Another Sid Martin-incubated company, Applied Genetic Technologies Corp., got $50 million in investments and is traded on NASDAQ, too. However, it has yet to produce a product.

“They don’t have a product on the market yet, but that doesn’t mean they’re not successful,” she said. “It’s not a moment in time. It’s a long hike.”

Time to graduate

Incubators are intended to be resource-rich environments to help baby businesses get on their feet. But they are by nature meant to be temporary environments for startups.
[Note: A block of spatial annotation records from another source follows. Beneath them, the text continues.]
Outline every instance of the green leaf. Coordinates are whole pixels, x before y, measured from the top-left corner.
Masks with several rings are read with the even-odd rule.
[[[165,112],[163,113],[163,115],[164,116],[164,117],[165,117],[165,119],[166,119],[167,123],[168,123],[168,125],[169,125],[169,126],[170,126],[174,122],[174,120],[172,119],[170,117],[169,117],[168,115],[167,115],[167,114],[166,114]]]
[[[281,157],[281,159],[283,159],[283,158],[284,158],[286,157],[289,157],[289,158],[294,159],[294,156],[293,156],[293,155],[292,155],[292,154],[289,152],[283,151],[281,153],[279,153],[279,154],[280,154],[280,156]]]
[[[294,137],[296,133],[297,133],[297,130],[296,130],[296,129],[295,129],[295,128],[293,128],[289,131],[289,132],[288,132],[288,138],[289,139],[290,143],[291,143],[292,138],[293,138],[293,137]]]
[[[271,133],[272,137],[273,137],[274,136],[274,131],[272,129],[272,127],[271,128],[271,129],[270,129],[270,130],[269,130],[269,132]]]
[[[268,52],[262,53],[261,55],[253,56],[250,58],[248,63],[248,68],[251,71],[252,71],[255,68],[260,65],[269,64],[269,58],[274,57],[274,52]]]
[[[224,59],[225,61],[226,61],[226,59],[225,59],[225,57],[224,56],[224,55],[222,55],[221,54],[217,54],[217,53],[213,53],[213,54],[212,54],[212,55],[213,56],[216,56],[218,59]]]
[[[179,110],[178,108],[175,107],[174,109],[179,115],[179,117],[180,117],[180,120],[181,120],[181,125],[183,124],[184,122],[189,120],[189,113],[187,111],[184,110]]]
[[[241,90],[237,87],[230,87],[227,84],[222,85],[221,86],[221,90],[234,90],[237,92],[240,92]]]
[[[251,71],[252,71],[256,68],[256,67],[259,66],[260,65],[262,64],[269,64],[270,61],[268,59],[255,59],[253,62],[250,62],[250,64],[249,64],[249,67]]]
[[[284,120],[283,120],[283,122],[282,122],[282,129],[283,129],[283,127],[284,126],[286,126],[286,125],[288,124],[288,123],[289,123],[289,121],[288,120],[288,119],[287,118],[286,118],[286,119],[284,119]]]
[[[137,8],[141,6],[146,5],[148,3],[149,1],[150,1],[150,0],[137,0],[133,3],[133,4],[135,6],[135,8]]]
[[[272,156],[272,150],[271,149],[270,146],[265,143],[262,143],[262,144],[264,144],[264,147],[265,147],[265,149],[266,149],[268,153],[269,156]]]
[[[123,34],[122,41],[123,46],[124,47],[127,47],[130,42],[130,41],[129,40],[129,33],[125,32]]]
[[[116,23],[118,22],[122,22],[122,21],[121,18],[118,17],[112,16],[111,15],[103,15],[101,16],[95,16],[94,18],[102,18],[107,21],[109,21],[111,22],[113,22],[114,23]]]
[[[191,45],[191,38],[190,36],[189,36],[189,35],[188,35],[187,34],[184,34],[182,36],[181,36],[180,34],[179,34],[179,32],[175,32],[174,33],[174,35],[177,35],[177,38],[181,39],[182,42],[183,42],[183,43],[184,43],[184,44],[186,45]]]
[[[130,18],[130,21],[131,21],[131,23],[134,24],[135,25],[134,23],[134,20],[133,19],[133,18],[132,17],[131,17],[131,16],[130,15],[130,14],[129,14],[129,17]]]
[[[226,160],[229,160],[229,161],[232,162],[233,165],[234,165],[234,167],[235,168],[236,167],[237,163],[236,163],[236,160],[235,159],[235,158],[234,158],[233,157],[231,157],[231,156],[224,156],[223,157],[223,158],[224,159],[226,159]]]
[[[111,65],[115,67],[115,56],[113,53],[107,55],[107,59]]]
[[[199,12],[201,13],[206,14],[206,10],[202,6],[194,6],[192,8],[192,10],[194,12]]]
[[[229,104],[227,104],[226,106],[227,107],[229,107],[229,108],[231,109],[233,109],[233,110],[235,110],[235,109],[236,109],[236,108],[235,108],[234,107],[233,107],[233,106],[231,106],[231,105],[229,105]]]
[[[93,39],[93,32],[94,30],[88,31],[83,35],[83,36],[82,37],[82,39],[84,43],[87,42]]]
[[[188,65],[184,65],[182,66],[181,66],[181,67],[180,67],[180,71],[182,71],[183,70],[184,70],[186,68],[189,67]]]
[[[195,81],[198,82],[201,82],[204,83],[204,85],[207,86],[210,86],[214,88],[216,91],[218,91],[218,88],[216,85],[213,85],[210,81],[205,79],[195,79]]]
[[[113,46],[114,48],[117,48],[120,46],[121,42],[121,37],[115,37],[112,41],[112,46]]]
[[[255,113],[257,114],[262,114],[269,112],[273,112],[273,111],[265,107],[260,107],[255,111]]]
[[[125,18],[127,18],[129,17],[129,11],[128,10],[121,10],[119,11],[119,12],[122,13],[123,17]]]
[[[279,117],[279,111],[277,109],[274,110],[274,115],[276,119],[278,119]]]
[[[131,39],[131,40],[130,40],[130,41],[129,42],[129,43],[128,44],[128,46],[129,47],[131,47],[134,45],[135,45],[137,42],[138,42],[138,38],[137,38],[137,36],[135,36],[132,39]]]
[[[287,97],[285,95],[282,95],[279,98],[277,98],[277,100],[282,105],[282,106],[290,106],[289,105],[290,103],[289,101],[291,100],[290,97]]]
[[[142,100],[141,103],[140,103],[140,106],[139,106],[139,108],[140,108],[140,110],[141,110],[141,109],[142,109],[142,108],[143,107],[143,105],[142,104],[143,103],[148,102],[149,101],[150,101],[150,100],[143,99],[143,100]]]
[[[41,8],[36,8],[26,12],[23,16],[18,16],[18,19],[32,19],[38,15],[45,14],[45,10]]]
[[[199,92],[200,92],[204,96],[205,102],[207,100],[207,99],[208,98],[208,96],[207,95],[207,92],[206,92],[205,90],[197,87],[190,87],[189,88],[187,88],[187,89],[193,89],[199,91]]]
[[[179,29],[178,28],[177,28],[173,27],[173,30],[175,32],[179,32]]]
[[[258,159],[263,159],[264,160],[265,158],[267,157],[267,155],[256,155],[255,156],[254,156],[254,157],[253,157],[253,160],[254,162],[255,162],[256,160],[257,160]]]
Jones said he tries to let individual tenants at the CIED decide when it’s time to branch out of the incubator and move into their own office space.

“It’s not so luxurious and plush here that there’s a reason for someone to stay on here once they’ve gotten what they need,” Jones said.

He likened the transition to a student graduating from college.

“It may be convenient to live at home with the folks,” Jones said, “but it usually makes sense to move to a situation where you have more control over your environment to do things how you want to do them.”

In the end, startup success isn’t necessarily something that can be quantified definitively. Individual companies thrive when they reach their target audience and fit into the big picture of a market’s economic fabric.

“Like an ecosystem, you need the big ones, medium ones and the small ones,” Breedlove said. “There are small, medium and large successes.”